In other words, what is the use of detecting that a fault has been caused by a cosmic ray ?
Wouldn't it be better to detect that there was a fault in the first place ?
"Cosmic rays are actually not really rays at all" ? 
Kind of misleading. They are particles, and they are also waves (as described by Schrodinger's equation), and both propagate in a ray-like manner. Rays have an origin and a direction. So yes, they are actually rays.
The car example is borderline ridiculous - I mean you'd expect your car electronics to be quite robust, at least the more basic and critical ones. It's not like your ABS system needs to do calculations in the teraflops range, so I see little sense in having the chips to do with that being manufactured in the 35nm process. Will serve only to make them fail (as in break up) that much quicker.

Besides, running two systems parallel and recalculating if the outputs differ would be a much better way anyway - i.e. having redundancy, rather than second-guessing some mysterious random ray effect may or may not have on the calculations.
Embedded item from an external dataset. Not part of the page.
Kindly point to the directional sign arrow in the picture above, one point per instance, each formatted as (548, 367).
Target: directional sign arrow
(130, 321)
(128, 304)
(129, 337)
The technology may have it's merits and uses, but I'd rather not have it confusing my ABS.
Phillipos, satellite detectors are certainly affected by cosmic rays, more so than on Earth because the atmosphere blocks most of them from reaching the ground. I used to work in the field - we would buy (and extensively test) rad-hard memory chips for the satellite on-board memory to prevent exactly this kind of thing. The technology has been around for a long time.
Camera sensors are quite often affected by "cosmic rays". In fact, according to Sony, most dead pixels in camera sensors are due to cosmic rays.
Also, commercial satellites and space instruments use very primitive chips (compared to what's new), so they won't be easily affected by cosmic rays. Some new insulation might work wonders in the field, allowing the lastest cpus on board.
After all, with Nasa prepaing a mission to mars within the next 50 years or so, ther'd better be some extra protection after all.
I think it shouldn't say "to protec humanity" since the article is about to protect the effects of cosmic ray to electronic chips. When i first read the title I was like "when did intel enter the health business?"
I have my quad core Intel pinned down by one great hunk of aluminum and copper heatsink, I would have thought it the blocks of alloy cooling modern processors would go a long way to shielding expensive silicon from all but the very highest energy particles we get at the bottom of the atmosphere. In light of this, why not just redesign existing heatsinks to be a more effective shield for high energy particles?
You could magnetize a steel pc case to improve cosmic ray shielding.
I mose definitely dislike this snide remark implying that free software crashes computers while proprietary software's propensity to crash goes unmentioned:

"So aside from saving the world from the rare and relatively harmless computer crashes not caused by free software, ..."

You should have omitted the word "free". All types of software cause computer crashes. I won't try to argue which kind is more liable to crashes. My objection is to the implication that free software somehow is more liable than proprietary software to cause crashes.
The effects of cosmic rays are or at least were one of the main reasons for applying ECC to large DRAM arrays. Memory corruption attributed mainly to alpha particles was perceived as a serious problem in the early '80s when 64K bytes was quite a lot of RAM. Perhaps modern memory devices are less succeptible to such effects given that an ordinary PC can contain several gigabytes of DRAM and never appear to suffer from memory failure.